Старый подъезд был таким же мрачным и серым, каким я знала его давно, только, словно от времени, он уменьшился, сжался и стал ещё теснее и холоднее. Душный застоявшийся запах сигаретного дыма, пыли и мусоропровода ударил мне в нос. Было неприятно и страшно дышать, как будто воздухом можно было бы отравиться. Я зашла в исцарапанный узкий лифт и медлила, прежде чем смогла нажать кнопку нужного этажа, а металлические двери, недавно выкрашенные ярко-синей краской, только безразлично хлопнули передо мной, ожидая решения.

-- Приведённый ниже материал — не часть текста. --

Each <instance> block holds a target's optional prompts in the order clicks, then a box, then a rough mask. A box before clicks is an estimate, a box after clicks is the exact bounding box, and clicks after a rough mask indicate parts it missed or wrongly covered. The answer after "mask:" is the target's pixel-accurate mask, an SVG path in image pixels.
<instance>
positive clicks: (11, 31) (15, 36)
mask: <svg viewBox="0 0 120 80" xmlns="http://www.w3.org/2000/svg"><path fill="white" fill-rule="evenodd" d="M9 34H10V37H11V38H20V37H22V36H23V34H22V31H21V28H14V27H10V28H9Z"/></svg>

8D8A3140.jpgЯ вошла в старую квартиру и затаила дыхание, я чувствовала, что могла оказаться в западне, что отсюда уже некуда было бы бежать, если мама настигнет меня. Напряжённо вслушиваясь в тишину, я могла различить лишь отдалённый гул машин на улице, доносившийся через окна большой комнаты и кухни. Никого не было и я плотно закрыла внутренний замок. Переведя дыхание, пытаясь упорядочить мысли, я включила в коридоре свет и оглянулась по сторонам. Внезапно, я ощутила себя великаном в старом, обветшавшем кукольном домике. Обстановка, предметы выглядели так знакомо, но они стали совсем крохотными, сделанными для каких-то маленьких жителей. Я не могла поверить, что раньше потолок коридора казался мне высоким и тёмным, потому что дневной свет из комнат никогда не достигал его. Я помнила эту квартиру огромной, необъятной, пугающей, я помнила время, когда не могла дотянуться до полотенца, весящего где-то над моей головой. На кухне по-прежнему стоял белый стол; сейчас он словно стал мне по колено, но когда-то я сидела под ним на полу и умоляла маму не сдавать меня в детский дом; за этим же столом, на теперь уже расшатанных стульях, которые выглядели ещё ниже, чем раньше, всегда важно восседал мой отец, когда приезжал к нам.


В одном из углов коридора стоял прислонённый к стене разобранный лакированный тёмно-коричневый стол – тот самый, под которым я когда-то спасалась от бабушки, грозившей мне расправой. Неужели я была такой маленькой, что могла уместиться под ним? Этот ничем не примечательный предмет мебели, недостаточно большой для приёма гостей и обедов, был тогда моим единственным укрытием. Я вздрогнула, увидев его, – старый стол не обтёрся, не обветшал, – время точно прошло мимо него, и как сильно отозвалось внутри всё, что было с ним связано: снова тот смертельный ужас, точно только мгновение назад я убегала вокруг него от полоумной старухи, преследовавший меня с ремнём в руках, и я никак не могла отдышаться и дрожала от испуга.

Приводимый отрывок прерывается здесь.